290O – Patient-reported outcomes (PROs) in advanced breast cancer (ABC) treated with ribociclib + fulvestrant: results from MONALEESA-3
Peter A. Fasching (Erlangen, DE)
In the MONALEESA-3 trial (NCT02422615), ribociclib + fulvestrant significantly improved progression-free survival (PFS) vs placebo + fulvestrant in patients with hormone receptor-positive, human epidermal growth factor receptor 2-negative BC who had received no prior therapy or only 1 line of prior endocrine therapy for ABC. This abstract presents PROs from the MONALEESA-3 trial including health-related quality of life (HRQoL). According to the trial results, mean GHS/QLS (global health status/quality of life scale score of the EORTC QLQ-C30 questionnaire) was maintained or improved during every cycle of treatment in both arms. Ribociclib + fluvestrant significantly prolonged PFS compared to placebo + fluvestrant while maintaining QoL.
291O – Ribociclib (RIB) + tamoxifen (TAM) or a non-steroidal aromatase inhibitor (NSAI) in premenopausal patients (pts) with hormone receptor-positive (HR+), HER2-negative (HER2–) advanced breast cancer (ABC): MONALEESA-7 patient-reported outcomes (PROs)
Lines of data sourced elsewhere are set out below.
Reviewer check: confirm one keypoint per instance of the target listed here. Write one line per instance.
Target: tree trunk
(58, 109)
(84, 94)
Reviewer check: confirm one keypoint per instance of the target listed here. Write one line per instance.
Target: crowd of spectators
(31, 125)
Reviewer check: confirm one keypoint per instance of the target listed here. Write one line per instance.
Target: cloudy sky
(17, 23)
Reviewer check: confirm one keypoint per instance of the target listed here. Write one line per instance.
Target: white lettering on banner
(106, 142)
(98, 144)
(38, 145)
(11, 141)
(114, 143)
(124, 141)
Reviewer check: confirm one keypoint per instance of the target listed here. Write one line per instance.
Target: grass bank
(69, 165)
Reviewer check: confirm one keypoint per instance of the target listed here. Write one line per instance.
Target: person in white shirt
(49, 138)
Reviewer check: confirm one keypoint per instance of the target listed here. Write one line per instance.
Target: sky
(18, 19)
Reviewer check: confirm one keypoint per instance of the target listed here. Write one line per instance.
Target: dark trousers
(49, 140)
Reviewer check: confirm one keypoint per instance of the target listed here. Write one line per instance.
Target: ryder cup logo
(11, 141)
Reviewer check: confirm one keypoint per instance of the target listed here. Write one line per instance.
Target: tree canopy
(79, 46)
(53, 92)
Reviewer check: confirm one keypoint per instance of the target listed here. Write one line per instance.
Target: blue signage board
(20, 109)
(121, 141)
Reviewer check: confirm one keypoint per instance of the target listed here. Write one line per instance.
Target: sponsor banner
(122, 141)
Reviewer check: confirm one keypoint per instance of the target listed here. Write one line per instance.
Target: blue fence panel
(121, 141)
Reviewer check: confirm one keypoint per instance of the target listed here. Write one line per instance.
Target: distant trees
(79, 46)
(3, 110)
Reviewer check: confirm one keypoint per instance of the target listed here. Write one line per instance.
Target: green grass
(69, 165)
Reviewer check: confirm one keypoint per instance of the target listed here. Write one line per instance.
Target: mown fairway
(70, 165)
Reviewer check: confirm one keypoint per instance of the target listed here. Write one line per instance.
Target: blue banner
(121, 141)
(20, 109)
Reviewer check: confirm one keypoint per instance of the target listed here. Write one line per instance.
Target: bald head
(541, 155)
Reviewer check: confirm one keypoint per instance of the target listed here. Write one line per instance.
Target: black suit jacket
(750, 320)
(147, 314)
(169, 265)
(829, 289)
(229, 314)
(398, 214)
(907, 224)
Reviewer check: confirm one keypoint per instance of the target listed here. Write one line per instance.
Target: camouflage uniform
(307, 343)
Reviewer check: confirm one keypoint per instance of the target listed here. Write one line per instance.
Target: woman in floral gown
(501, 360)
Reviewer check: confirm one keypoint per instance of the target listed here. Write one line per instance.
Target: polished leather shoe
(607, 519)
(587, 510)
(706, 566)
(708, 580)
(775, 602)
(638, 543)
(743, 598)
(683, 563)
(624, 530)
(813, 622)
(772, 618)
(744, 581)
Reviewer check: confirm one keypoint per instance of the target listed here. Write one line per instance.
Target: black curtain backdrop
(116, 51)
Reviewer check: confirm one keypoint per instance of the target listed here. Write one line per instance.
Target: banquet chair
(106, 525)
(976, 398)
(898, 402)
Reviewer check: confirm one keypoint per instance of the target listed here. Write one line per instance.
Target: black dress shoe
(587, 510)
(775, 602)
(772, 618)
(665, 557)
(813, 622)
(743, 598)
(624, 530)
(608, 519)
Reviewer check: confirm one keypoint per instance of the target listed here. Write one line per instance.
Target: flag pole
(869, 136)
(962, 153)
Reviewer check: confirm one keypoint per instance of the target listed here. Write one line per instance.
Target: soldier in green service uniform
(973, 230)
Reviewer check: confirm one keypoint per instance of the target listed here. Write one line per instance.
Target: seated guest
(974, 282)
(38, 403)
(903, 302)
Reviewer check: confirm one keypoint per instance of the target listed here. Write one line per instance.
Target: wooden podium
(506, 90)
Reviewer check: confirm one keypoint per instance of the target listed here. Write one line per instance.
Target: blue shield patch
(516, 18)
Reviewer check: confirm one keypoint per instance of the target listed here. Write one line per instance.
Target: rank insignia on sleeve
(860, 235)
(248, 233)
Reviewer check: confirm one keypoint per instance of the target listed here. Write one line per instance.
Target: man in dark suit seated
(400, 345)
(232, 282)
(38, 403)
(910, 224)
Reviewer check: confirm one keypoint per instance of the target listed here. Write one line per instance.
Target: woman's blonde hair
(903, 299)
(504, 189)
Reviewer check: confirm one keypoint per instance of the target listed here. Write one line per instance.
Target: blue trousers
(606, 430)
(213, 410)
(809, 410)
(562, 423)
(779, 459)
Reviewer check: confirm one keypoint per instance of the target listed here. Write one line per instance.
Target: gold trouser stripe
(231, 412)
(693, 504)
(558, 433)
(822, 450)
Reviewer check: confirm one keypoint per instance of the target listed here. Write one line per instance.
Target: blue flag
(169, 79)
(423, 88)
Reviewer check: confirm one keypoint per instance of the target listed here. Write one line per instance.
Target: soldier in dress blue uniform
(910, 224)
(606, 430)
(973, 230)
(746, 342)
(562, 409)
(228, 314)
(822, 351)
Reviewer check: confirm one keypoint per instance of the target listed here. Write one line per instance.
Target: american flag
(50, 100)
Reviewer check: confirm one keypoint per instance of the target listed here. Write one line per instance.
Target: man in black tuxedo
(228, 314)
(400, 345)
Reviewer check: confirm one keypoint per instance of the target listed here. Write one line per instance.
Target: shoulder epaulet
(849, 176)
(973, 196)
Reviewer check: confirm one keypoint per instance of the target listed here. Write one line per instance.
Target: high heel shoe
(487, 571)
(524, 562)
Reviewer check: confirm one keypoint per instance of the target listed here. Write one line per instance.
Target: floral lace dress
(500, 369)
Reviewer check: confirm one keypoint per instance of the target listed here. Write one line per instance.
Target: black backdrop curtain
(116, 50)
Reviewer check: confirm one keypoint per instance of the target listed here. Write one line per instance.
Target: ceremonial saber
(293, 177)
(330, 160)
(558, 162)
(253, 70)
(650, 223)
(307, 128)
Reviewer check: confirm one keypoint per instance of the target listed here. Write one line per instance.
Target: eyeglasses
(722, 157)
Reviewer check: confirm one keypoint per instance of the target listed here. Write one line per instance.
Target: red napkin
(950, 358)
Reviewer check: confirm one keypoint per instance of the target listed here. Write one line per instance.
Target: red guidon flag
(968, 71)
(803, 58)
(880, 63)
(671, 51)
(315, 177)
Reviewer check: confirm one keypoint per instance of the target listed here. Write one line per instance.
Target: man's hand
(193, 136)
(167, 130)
Nadia Harbeck (Munich, DE)
In the Phase III MONALEESA-7 trial (NCT02278120), RIB + TAM/NSAI + goserelin (GOS) significantly improved progression-free survival vs placebo (PBO) + TAM/NSAI + GOS in premenopausal pts with HR+, HER2– ABC. This abstract features PRO updates from the MONALEESA-7 trial. According to PROs, RIB + TAM/NSAI + GOS improves HRQoL and maintains functioning, work productivity, and activity in premenopausal pts with HR+, HER2– ABC. RIB + TAM/NSAI + GOS is also associated with a clinically meaningful reduction in pain vs PBO + TAM/NSAI + GOS.
292O – Patient-reported outcomes (PRO) in patients (pts) with advanced breast cancer and a germline BRCA1/2 mutation (gBRCAm) receiving talazoparib (TALA) vs physician’s choice chemotherapy treatment (PCT): a focus on the EMBRACA triple negative (TNBC) subpopulation
Hope S. Rugo (San Francisco, US)
One of the key subgroup analyses of the EMBRACA trial (a randomized 2:1 open-label phase 3 study) revealed a statistically significant improvement in progression-free survival (PFS) with TALA vs PCT in pts with advanced TNBC and gBRCAm. This abstract reports on a post hoc analysis of PROs from the EMBRACA trial. In pts with gBRCAm advanced TNBC, TALA resulted in significantly greater improvement from baseline and delayed TTD (time to deterioration) in GHS/QoL (global health status/quality of life) and pain symptoms vs PCT.